Thursday, November 17, 2011

The Inequality Within the Top 1%

This article tells us how the share of income going to the top 1% is accomplished. It is due to a marriage between Wall Street and Corporate America. The top executives in corporate America receive most of their compensation in stock options. (This shift in compensation happened in the 1980's.) The value of the stock options grows by pleasing Wall Street. Pleasing Wall Street is very simple. They want to see revenue and profit growth. Corporations can do that by cutting costs and by purchasing other companies. Wall Street especially likes it when they can arrange the sale of one company to another. Wall Street also has an influence on CEO selection that is not well understood. Corporate boards, which also benefit from stock appreciation, hope that their selection of a new CEO will please Wall Street and boost the stock price.
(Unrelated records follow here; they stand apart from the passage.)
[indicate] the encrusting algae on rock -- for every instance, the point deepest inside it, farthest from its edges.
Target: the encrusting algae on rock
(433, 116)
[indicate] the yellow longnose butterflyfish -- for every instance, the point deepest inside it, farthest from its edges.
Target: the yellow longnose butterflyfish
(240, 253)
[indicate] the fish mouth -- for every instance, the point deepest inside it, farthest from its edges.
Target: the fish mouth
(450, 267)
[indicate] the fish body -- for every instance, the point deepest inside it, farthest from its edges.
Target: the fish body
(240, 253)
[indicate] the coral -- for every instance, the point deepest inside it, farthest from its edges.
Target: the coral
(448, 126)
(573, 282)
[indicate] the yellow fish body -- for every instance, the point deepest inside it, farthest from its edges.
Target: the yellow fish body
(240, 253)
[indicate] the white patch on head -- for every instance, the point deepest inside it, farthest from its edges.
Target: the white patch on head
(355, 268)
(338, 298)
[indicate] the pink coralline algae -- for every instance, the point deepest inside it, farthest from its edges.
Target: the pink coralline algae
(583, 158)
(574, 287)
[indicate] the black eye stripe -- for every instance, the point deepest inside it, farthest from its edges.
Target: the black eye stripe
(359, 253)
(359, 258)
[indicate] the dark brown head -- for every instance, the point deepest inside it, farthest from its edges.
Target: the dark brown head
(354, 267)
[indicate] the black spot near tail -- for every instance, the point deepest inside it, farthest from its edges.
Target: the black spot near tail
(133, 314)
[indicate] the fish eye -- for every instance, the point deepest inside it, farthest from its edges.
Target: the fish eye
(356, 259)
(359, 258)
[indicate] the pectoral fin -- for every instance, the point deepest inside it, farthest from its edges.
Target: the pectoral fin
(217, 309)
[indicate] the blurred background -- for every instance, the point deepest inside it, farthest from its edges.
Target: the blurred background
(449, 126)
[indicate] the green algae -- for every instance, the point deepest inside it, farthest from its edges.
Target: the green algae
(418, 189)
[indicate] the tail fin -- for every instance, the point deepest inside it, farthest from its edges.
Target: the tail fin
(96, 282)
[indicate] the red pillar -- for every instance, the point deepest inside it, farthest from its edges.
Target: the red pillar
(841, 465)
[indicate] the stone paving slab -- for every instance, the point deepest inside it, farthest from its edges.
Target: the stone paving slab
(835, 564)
This article also points out that the income gap between those in lower regions of the top 1% and those at the very top is by far the widest inequality gap in America. Those at the top of the pile have also benefited from changes in tax policy. Taxes on gains from capital gains and dividends have been cut in addition to a reduction in the top marginal tax rate. Those at the bottom of the top 1% are in the same tax bracket as those at the top, and the tax rate for the top 1% is not much higher than it is for the middle class. That is why Warren Buffet complained that his secretary had a higher tax rate than he did. Most of his income comes from capital gains and dividends.

If we wanted to reduce income inequality in the US, the easiest way to do it would be to eliminate the use of stock options in executive compensation and to tax capital gains and dividends at the same rate as earned income. In other words, we need to eliminate the changes in policies that began in the Reagan era.